El timbre era la señal de la placa de comunicaciones; querían que conectara el receptor. Una acción puramente refleja le hizo mover el brazo y bajar la palanca.

El rostro de Brander, capitán del Magellan, la nave escolta de su grupo de reconocimiento, apareció en la pantalla. Tenía la cara muy pálida y sus ojos brillaban de excitación.

—Magellan a Carson — exclamó—. Adelante.
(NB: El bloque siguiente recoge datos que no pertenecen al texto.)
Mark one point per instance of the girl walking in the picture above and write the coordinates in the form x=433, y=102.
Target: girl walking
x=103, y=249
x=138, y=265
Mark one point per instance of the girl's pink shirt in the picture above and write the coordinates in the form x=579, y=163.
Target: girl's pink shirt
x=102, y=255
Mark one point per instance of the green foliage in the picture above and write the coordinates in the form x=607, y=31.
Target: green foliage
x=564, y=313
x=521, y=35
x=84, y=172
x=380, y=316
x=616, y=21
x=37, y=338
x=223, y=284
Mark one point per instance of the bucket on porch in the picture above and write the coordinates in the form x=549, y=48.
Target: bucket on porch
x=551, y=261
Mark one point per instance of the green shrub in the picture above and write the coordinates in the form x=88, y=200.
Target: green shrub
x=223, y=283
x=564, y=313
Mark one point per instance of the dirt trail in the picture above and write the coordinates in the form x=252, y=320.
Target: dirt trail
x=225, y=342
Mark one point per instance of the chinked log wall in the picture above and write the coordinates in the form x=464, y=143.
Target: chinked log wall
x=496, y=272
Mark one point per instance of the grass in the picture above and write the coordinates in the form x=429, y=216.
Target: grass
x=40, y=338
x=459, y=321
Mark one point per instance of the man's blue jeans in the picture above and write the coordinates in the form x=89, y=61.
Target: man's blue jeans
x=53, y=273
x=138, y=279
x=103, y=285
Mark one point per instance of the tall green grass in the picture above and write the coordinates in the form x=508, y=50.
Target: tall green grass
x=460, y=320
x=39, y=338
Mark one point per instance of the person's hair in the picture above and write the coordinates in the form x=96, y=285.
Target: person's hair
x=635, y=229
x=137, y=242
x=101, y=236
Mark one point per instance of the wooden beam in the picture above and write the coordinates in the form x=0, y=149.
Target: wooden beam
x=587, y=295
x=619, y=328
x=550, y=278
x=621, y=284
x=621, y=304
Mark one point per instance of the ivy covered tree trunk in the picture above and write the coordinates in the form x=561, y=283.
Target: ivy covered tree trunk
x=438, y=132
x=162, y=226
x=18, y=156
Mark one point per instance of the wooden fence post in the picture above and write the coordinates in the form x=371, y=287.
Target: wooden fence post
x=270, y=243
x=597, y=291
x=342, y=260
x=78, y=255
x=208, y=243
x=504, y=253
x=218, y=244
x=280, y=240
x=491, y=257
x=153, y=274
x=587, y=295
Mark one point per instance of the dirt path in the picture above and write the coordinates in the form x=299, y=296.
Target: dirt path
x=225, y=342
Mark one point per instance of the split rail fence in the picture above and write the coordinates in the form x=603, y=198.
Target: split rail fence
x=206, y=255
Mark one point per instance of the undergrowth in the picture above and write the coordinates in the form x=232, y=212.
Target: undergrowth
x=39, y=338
La batalla ha terminado. ¡Hemos vencido!

La imagen se desdibujó; Brander debía de estar avisando a las demás naves de reconocimiento bajo su mando.

Lentamente, Carson manipuló los controles para el regreso. Lentamente, escépticamente, desató la correa que le mantenía fijo al asiento y se levantó para beber el agua helada almacenada en el depósito. Por alguna razón, estaba increíblemente sediento. Bebió seis vasos.

Se apoyó en la pared, e intentó pensar.

¿Había sucedido realmente? Disfrutaba de buena salud, estaba sano, de mente y de cuerpo. Su sed era más mental que física; no tenía la garganta seca. La pierna…

Se subió la pernera del pantalón y observó la pantorrilla descubierta. Allí había una larga señal blanca, pero perfectamente cicatrizada. Era una cicatriz que antes no tenía. Bajó la cremallera de la camisa y vio que unas minúsculas y casi imperceptibles cicatrices, también perfectamente curadas, le surcaban el pecho y el abdomen.

Había sucedido realmente.

La nave de reconocimiento, impulsada por el piloto automático, trasponía las compuertas de la nave escolta. Los rezones la introdujeron en su antecámara individual, y al cabo de un momento un zumbido le indicó que la antecámara estaba llena de aire. Carson abrió la compuerta y salió, para dirigirse a la doble puerta de la antecámara.

Fue directamente al despacho de Brander, entró y saludó.

Brander aún tenía una expresión aturdida.

—Hola, Carson — dijo—. ¡No sabes lo que te has perdido! ¡Qué espectáculo!

—¿Qué ha ocurrido, señor?

—No lo sé, exactamente. Disparamos una salva, ¡y toda la flota enemiga quedó reducida a cenizas! ¡Fuera lo que fuese, saltó de una nave a otra en cuestión de segundos, incluso a las que no habíamos apuntado y que estaban fuera de nuestro radio de acción! ¡Toda la flota se desintegró ante nuestros ojos, sin que una sola de nuestras naves fuera alcanzada!

»Ni siquiera podemos atribuirnos el mérito de haberlo hecho. Ha debido de ser algún componente inestable del metal que utilizaban, que se ha desintegrado con nuestro tiro de prueba. ¡Hombre, qué lástima que te hayas perdido toda la diversión!

Carson logró esbozar una sonrisa. Fue el fantasma de una sonrisa, pues pasarían muchos días antes de que se sobrepusiera al impacto mental de su experiencia pero el capitán no le miraba y no se dio cuenta.

—Sí, señor — dijo. El sentido común, más que la modestia, le advirtió que sería considerado como el peor mentiroso de la historia espacial si añadía algo más—. Sí, señor, es una lástima que me haya perdido toda la diversión.